The 3.5-inch manual scene is getting more and more visible every day, with new releases appearing every few weeks. To change the landscape, the developers of these popular handhelds had to find new ways to create handhelds that felt unique.
The Anbernic RG552 weighs 353 grams and has a dimension of 7.8 x 3.3 x 0.7 inches (20 x 8.5 x 2 cm). The IPS touch screen measures 5.36 inches with a resolution of 1920 × 1152.
On the left, you can find the SELECT button, the classic D-Pad, and the left analog stick with click options. On the right, you’ll find the START button, four-game buttons, and the right analog stick with clickability.
At the top are the left and right arms and the activation button. It has a mini HDMI port that you can use to connect your TV or monitor for big-screen gaming. It has a 3.5mm headphone jack and two USB Type-C ports. One for charging and the other for connecting peripheral devices.
At the bottom, you will find two speakers on either side. There are two slots for a micro SD card, the left one can be used for a Linux OS card and the second for 64 GB of storage. In the middle there are reset and function buttons.
On the back are two-finger grip pads and a fan suction area. The fan is quite noiseless and hardly noticeable even under full load with low music output.
There are two operating systems on the RG552. Android 7.1 is integrated into the memory and charges without a 16 GB micro SD card.
You can use the touch screen or controls to navigate the menus. There are a number of pre-installed emulators that need to be tweaked a bit at first to find the micro SD card and 64GB games folder. The Google Play Store was not installed at the time of this review but may be added at a later time when upgrading the firmware.
HDMI output works on Android and Linux. On Android, it’s basically enabled and does all the work for you. On Linux, you need to boot up, plug in the HDMI cable, go into settings and change HDMI audio, then restart.
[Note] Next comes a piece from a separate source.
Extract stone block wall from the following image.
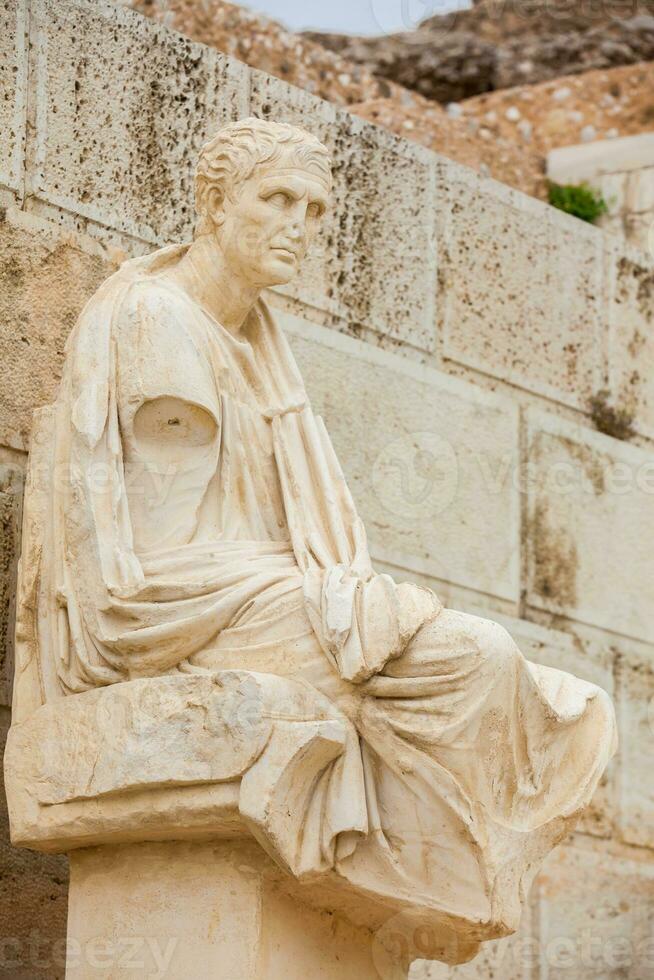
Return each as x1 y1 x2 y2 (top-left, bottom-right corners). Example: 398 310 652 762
0 0 654 980
547 133 654 252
Change this again once you are done using the HDMI output.
Other than Linux audio switching issues, the HDMI output seems to work very well. It delivers resolutions up to 1080p when trying a 4K monitor. And on Android, you can go into the settings to turn it lower if you want.
Overall, the Anbernic RG552’s hardware is good, but far from perfect in terms of software. This concludes our test of the Anbernic RG552. We hope you find this useful. You can make a purchase of this Handheld game console on Banggood.